Toscane 1928.
Le cirque de Luigi n’est pas du genre flamboyant. Et pourtant, ce que le saltimbanque réussit à faire dans le huis clos minuscule de son chapiteau, Mussolini l’accomplit à l’échelle d’un pays entier. Luigi soupire. Il n’aime pas ce que l’Italie devient.
Mais que peut-il faire, à part ce qu’il sait faire ?...
Sandro… l’Aladin de la troupe ! Mais pas question que Sandro reprenne seul le cirque et cette vie d’errance. Le plus tard possible quand même.
Il faut dire que le convoi du Circo delle Stellen’a pas de quoi susciter l’enthousiasme des foules. Une roulotte brinquebalante tirée par un cheval centenaire et, accroché à celle-là, un second chariot avec les toiles, les mâts, les planches; et tout derrière, Manfred, un éléphant rescapé d’Hannibal, abandonné par les Carthaginois parce que déjà jugé trop lourd, trop lent, trop las.
A l’approche d’un bourg, le chemin descend vers une vallée où l’on devine un ruisseau aux bosquets touffus qui se dressent derrière un mur, celui d’une belle propriété, l’improbable demeure patricienne d’un notable égaré dans ce trou perdu…
-Letizia, que fais-tu là ?
Le convoi approche du muret et les traits d’une jeune fille se précisent.
Une jeune femme prend l’enfant par les épaules et découvre le spectacle des saltimbanques en transhumance…

Sandro parcourt les rues du village en répétant ce texte grandiloquent que Luigi lui a fait apprendre par cœur il y a si longtemps. Héraut d’un empire invisible et tout-puissant, il proclame la bonne parole et de rouler les superlatifs dans sa bouche, de les lancer dans les airs et les regarder rebondir sur les façades fatiguées d’une bourgade qui, comme tant d’autres, a perdu la recette des rêves.
Mais comment continuer à faire rire et rêver dans un pays qui a confié son âme à des assassins, des spadassins du mensonge ? L’illusion qu’offre Luigi n’est pas un mensonge. L’illusion du cirque, si elle est légère, si elle reste l’éphémère instant au terme duquel l’on revient sur terre et l’on considère autrement le réel, l’illusion est alors le plus formidable des secours…
Sandro a toujours écouté ses intuitions, il n’a jamais cru aux coïncidences. Il sait que le monde est gouverné par des lois invisibles et impénétrables, mais il faut être attentif, saisir la chance.
Et Letizia n’est pas encore venue assister au spectacle… Elle reste là prostrée, muette dans la propriété paternelle, assise devant des cubes auxquels elle ne prête pas un regard…

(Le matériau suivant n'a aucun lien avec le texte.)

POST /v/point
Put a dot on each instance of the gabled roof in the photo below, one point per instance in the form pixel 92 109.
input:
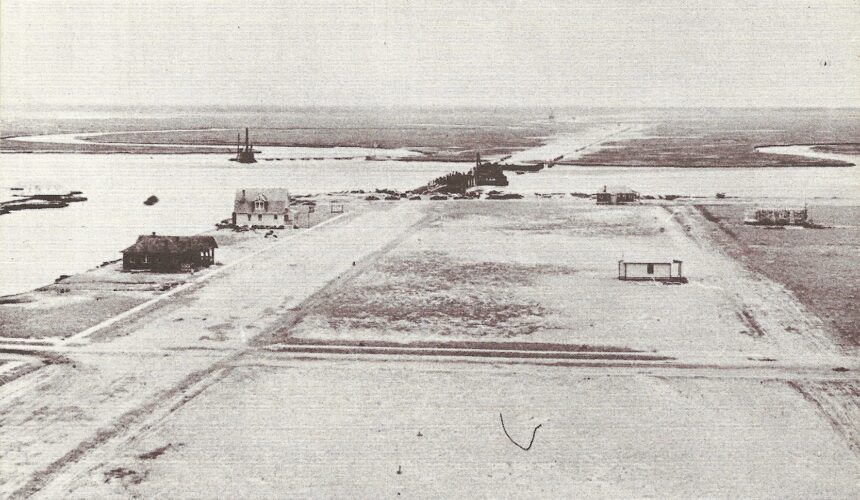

A quelques pas de là… sur la pelouse, Manfred la regarde et quand la jeune fille l’aperçut … comme s’il avait compris ce qui se passait, l’énorme bestiole agita ses oreilles dans un salut exotique.
La fillette poussa un cri minuscule qui pourrait être l’amorce d’un rire…

 
Vincent Engel use de son art de conteur pour nous plonger, une fois encore, dans la Toscane qu’il nous fit découvrir avec Retour à Montechiarro.
Décrivant les dessous d’une société totalitaire, ce nouveau roman jeunesse mêle fiction et illusion.
L’auteur aborde avec poésie une réflexion sur la puissance de l’illusion et du rêve… transportant le lecteur dans le fantastique où magie et force d’imagination auront pouvoir de guérison sur le corps… sur l’esprit.